19 June 1998

Protest forms pour in to counter plan for input tax

JUST-SAY-NO forms were flying into the FW stand at Cereals 98 as farmers, distributors and advisers all registered their rejection of government input tax proposals.

"It would be another knife-in-the-back, knee-in-the-groin, for the farming industry," says Aubrey Andrews. He doubts whether an input tax would reduce fertiliser or pesticide use on his 610ha (1500 acres) of combinable crops in Glos, a view echoed by many.

"Nitrogen would need to go up dramatically before we cut use," says John Miller, who farms 530ha (1300 acres) at Kelham, Notts. "It is a crude system which the industry would work round by importing or other means. The danger is that it would make us uncompetitive with the rest of Europe."

East Yorkshire seed grower David Hinchcliffe agrees. "It will put us at a tremendous disadvantage to the rest of Europe – and achieve nothing on environmental grounds. The £200m forecast to be raised is far less than the losses that would be incurred across the agricultural industry."

Anthony Lundy, who grows 400ha (1000 acres) of combinable crops and beet in Notts, is scathing of the proposed tax. "At £70/t for cereals profits are struggling anyway. Any input tax would bankrupt farming at present prices."

Jim Lang, of West Ord, Berwick upon Tweed reckons he pays enough for inputs already. "It is the last thing we need. Our incomes were halved last year anyway. But it would need to be a big tax to reduce input use – we do not use them just for the hell of it."

At the other end of the country, George Hayward, Border Farm, Bideford, Devon calls the tax a complete con. "The government is just after our money and trying to win votes on environmental issues."

Thomas Smythe says protecting the countryside is of paramount importance. But the proposals will not achieve their claimed green aims. He farms 610ha (1500 acres) in Yorkshire, including a stretch of the renowned Driffield Beck trout stream.

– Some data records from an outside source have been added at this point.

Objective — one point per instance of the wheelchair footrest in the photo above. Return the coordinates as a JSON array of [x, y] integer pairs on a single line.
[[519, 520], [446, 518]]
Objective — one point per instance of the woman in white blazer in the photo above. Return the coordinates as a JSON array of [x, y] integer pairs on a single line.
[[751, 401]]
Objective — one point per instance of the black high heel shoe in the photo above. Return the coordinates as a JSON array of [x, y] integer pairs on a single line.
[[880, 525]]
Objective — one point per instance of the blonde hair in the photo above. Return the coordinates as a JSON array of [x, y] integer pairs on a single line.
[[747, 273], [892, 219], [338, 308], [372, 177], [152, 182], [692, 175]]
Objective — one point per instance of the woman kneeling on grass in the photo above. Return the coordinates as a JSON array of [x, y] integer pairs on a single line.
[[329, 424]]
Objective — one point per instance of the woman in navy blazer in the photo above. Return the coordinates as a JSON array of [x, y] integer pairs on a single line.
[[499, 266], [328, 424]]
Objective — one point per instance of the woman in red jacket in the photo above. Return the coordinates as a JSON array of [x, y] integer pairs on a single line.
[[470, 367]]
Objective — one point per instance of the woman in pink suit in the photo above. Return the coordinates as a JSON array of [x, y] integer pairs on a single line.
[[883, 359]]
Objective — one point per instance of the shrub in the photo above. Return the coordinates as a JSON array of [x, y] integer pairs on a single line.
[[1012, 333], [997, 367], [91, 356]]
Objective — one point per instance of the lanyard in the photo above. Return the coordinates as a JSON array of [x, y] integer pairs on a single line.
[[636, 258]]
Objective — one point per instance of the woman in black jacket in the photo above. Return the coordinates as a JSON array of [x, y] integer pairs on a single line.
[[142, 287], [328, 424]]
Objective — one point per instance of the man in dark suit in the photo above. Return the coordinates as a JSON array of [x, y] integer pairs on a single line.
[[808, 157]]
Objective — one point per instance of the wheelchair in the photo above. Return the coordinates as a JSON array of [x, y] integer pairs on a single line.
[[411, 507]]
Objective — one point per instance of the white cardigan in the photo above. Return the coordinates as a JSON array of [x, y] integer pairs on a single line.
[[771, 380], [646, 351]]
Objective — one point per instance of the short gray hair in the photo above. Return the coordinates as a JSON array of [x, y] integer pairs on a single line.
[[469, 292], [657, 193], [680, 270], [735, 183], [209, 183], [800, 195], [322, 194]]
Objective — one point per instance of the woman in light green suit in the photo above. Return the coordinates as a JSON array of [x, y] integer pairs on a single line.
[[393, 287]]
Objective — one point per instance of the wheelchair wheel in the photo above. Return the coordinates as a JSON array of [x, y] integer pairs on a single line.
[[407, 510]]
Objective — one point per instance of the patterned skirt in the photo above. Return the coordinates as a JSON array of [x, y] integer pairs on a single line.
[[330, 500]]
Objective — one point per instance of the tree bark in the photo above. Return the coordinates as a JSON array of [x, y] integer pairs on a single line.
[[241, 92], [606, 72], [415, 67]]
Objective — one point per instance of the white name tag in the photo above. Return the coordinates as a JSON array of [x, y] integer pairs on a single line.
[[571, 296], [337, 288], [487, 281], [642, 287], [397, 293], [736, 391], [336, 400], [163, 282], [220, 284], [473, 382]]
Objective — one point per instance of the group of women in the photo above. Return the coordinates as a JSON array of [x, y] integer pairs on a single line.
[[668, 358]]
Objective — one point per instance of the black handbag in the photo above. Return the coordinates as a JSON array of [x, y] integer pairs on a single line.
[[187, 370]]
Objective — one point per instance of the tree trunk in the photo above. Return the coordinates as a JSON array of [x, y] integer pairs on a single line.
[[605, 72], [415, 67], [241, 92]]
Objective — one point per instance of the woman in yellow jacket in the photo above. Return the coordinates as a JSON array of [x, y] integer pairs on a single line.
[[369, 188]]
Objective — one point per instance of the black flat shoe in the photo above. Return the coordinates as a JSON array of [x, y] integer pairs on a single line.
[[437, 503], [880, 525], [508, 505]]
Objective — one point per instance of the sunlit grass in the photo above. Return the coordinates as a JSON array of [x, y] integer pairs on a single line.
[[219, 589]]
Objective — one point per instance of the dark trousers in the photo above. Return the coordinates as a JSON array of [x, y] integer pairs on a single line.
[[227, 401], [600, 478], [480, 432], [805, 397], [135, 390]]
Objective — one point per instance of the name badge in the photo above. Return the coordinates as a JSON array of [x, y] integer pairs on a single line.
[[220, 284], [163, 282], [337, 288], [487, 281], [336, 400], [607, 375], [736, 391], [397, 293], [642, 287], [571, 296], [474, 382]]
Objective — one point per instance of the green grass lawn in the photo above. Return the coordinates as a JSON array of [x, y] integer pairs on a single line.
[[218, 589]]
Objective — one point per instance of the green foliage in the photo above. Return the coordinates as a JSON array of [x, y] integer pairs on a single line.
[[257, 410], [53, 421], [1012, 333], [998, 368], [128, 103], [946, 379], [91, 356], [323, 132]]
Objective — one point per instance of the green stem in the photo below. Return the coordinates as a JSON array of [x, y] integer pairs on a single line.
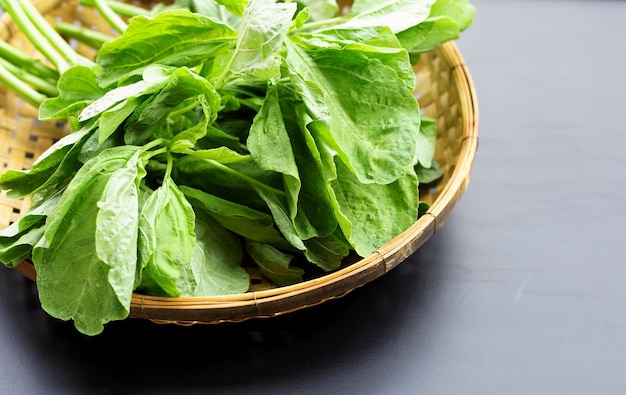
[[124, 9], [33, 34], [40, 85], [53, 37], [20, 88], [23, 61], [110, 16], [169, 167], [92, 38]]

"An input tax would be totally misguided. Everybody locally makes a huge effort. I believe most farmers have the environment at heart anyway. Taxing nitrogen fertiliser would increase FYM and slurry use from the pig and poultry industry in our area, which would increase the pollution risks," he warns.

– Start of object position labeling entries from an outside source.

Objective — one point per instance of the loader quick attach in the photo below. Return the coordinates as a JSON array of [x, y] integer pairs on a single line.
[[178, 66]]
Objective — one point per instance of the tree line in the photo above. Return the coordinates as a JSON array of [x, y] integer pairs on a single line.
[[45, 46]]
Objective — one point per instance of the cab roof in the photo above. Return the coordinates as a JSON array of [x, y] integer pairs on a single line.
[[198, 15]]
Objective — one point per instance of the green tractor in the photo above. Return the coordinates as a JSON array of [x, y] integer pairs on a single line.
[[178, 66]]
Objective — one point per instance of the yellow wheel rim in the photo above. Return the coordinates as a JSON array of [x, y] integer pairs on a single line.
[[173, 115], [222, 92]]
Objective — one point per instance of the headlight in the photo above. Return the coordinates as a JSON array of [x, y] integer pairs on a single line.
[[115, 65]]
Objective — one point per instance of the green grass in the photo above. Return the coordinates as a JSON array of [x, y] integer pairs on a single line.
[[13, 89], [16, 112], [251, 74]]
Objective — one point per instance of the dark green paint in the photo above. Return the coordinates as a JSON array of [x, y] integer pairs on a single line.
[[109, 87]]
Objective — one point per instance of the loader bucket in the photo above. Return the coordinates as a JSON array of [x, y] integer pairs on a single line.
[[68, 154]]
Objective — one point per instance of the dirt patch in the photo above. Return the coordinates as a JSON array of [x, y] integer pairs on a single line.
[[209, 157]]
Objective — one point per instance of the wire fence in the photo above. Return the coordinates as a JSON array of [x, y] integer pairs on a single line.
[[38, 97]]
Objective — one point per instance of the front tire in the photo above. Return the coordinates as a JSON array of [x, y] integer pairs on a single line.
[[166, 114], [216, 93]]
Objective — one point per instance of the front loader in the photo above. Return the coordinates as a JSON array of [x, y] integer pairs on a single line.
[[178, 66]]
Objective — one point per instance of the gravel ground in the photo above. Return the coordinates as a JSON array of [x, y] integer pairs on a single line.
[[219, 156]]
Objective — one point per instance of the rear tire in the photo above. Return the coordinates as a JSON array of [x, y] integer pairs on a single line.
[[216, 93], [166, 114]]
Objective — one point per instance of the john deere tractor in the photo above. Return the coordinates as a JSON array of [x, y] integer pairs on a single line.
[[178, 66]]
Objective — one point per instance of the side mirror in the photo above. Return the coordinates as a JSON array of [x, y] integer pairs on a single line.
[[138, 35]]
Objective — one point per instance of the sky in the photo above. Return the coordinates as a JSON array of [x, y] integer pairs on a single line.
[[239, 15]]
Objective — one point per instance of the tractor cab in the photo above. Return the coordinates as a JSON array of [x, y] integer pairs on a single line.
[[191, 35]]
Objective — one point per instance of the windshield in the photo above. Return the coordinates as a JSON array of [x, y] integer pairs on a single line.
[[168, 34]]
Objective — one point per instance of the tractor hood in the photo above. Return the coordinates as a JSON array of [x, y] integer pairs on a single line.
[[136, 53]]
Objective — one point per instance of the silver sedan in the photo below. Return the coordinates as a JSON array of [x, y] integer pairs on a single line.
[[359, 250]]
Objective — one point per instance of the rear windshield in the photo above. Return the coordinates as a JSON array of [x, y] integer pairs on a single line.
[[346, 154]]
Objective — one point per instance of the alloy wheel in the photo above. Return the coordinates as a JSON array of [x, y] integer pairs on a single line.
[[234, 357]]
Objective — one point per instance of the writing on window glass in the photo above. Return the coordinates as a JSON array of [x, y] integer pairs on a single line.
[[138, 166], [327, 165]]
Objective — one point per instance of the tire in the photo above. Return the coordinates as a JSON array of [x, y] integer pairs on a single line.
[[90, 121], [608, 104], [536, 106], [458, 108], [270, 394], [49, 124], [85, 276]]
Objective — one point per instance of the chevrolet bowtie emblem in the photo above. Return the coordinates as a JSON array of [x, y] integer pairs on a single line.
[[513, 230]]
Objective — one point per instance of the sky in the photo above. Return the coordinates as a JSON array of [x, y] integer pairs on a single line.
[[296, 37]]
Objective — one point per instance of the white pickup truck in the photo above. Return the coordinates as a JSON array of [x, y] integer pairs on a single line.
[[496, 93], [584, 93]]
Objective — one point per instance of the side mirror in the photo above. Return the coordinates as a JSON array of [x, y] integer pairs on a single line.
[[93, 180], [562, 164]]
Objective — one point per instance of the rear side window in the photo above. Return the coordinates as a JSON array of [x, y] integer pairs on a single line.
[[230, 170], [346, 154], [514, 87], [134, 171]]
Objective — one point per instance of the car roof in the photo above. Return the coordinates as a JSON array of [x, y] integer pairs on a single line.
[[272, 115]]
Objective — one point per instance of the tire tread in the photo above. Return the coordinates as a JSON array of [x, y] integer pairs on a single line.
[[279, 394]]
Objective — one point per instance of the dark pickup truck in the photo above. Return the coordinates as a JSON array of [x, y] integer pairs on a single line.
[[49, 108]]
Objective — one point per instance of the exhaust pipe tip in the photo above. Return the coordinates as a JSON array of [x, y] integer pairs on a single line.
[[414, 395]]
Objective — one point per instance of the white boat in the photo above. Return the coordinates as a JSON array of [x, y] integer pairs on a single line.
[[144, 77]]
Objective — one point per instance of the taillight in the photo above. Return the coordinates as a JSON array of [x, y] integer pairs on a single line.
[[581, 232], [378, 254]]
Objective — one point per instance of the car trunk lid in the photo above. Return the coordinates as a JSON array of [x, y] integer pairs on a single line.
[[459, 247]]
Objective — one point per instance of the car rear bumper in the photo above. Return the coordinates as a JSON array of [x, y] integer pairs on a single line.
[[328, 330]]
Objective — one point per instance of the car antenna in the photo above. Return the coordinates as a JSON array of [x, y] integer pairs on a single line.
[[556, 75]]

Lincs farmer Phillip Bates echoes a common theme. "The government is trying to make farmers extinct. We are watching our inputs very hard anyway."

Richard Williamson of Glapthorne, near Peterborough says an input tax would be the only way government gets any tax out of farmers. "They are not getting any income tax now."

Despite signing up for the campaign, Writtle College lecturer John Vipond was alone in suggesting there could be a benefit from an input tax. "It may make farmers pay more attention to what they are putting on, particularly nitrogen. Reduced fungicide and pgr use would follow as over-thick crop canopies are avoided. But I fear the government will get it all wrong, so Ill sign anyway." &#42

Input tax proposals were a talking point attracting some strong views at Cereals 98, most vehemently opposing the motion. Many growers at the event called in at the FW stand to voice their growing concerns.